Some of these gaps might be temporary, but none of them are surprising. Tech companies’ appetite for platform control and vertical consolidation — owning all layers of a product stack, from media to software to hardware — has turned the relationship with nearly any potential partner into a tense frenemy-ship. In the Vision Pro’s case, YouTube owner Google is a direct “Big Tech” rival that’s long had its own designs on virtual and augmented reality. Netflix is one of the companies that’s sparred with Apple over digital in-app purchase fees. Epic, of course, has been fighting an antitrust case with the company since 2020, when it deliberately broke Apple’s payment rules in Fortnite and was banned from iOS.
Apple is launching a new kind of computing device during a bitter fight with a sizable number of developers over its “walled garden” approach to iOS — an approach it’s also taken on the Vision Pro, which requires developers to sell native apps via the App Store. Under legal pressure in the US and UK, it’s lifted some of its restrictions on third-party stores and payment processors for iOS, but compensated with new fees and other rules. Antagonism between app developers and hardware makers is nothing new, but on older platforms like macOS, it’s widely accepted that developers should be able to reach users without paying a toll. Apple wants that paradigm gone for good, and app makers are pushing back.

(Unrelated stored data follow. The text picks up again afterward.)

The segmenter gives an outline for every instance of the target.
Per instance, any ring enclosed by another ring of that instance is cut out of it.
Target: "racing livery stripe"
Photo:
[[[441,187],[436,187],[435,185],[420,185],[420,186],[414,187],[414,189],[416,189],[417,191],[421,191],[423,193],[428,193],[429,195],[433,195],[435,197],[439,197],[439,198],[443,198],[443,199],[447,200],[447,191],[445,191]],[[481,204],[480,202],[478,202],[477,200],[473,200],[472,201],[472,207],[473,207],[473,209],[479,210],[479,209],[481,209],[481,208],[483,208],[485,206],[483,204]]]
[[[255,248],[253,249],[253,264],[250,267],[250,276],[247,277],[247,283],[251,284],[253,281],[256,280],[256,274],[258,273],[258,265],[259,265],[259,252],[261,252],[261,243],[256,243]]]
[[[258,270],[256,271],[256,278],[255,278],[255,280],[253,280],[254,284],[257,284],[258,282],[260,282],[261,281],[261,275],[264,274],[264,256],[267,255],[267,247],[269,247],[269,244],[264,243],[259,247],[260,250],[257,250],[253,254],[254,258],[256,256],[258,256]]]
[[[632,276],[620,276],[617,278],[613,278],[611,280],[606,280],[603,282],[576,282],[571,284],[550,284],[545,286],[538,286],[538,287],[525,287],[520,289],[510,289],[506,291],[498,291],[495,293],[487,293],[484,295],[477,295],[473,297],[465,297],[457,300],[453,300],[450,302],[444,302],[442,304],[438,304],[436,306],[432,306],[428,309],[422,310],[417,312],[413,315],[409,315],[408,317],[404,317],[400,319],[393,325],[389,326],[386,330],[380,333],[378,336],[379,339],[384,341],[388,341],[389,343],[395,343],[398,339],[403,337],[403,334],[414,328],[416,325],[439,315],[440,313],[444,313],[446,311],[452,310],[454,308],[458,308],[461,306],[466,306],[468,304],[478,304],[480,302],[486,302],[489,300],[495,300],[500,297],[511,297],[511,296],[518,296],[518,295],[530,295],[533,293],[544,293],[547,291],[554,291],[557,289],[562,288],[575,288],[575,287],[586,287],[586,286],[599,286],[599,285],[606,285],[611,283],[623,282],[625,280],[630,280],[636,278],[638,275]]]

Companies like Netflix can’t really avoid the ubiquitous iOS, and Netflix has gotten a much more favorable arrangement than many developers there. On a fledgling device like the Vision Pro, though, it makes sense for them to flex their muscles a little by sticking to the headset’s built-in Safari browser. This prospect has its upsides for the rest of us — it could be a great boon for an open web, especially if Apple starts supporting WebXR, which enables launching spatial web apps via a browser. (During our Vision Pro review period, it didn’t yet.) But meaningful support is far from a sure thing, and the result could be a subpar experience for everyone involved.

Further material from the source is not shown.